Have you ever felt this way in dental school? That sense of doom, desperation and angst from the insurmountable tasks that need to be accomplished to meet your goals. If you need to pass each year, you must prioritize, process, and succeed in memorizing thousands of pages and images and most of all….. REMEMBER all of it! Then comes the actual “practicing” in real life!

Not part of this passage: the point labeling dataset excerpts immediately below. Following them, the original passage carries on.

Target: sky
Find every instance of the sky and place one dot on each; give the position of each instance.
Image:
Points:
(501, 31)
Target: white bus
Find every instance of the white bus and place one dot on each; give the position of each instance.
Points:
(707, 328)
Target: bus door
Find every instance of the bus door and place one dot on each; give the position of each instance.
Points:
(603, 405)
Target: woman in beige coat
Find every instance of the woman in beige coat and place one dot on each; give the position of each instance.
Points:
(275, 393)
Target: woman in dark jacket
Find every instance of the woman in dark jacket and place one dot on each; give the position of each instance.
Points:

How does your brain do this? Where in your body is this “being” that is watching and directing all this action….Is this the homunculus- the tiny human inside your brain that was once thought to be the master of your thoughts? Who or what is controlling your thoughts and actions? THAT is the “Working Memory”, coined by Miller, Galanter and Pribram in 1960 who compared the brain to a computer. Many decades later, now that we are very familiar with the workings of a computer, we can appreciate how our brain really works. Though many theories on memory have been researched, Baddeley’s Working Memory Model has the attributes that could explain this process that is very analogous to a computer. It has 4 components: Central Executive component integrates and coordinates information and decides if it is relevant and either uses it immediately or stores it in long-term memory for future retrieval. Phonological loop stores phonological information and helps rehearsal (like remembering a phone number to dial), the visual-spatial sketchpad that stores visual and spatial information, creating mental maps and making associations, the episodic buffer that integrates phonological , visual, spatial and semantic information, and connects to the long-term memory. Working Memory is limited in its capacity and can only hold 7 “chunks” of information. Practice and repetition can only improve the retrieval time but cannot increase the working memory capacity. It increases from infancy to adulthood and declines as we get older. It is responsible for self-regulation of emotions and learning and is an important indicator of academic success, even more than intelligence. If this is so complicated for normal adults, what about our students with ADHD or Dyslexia? Research shows that the Working Memory deficits are very common in such individuals. In a study by Mary Alt et al, a comparison of the different components of the Baddeley’s model was tested between children with dyslexia and children with normal development. Results show the Phonological Loop as well as Central Executive component deficits in children with dyslexia. What can you do as a dental educator to be inclusive in your classroom?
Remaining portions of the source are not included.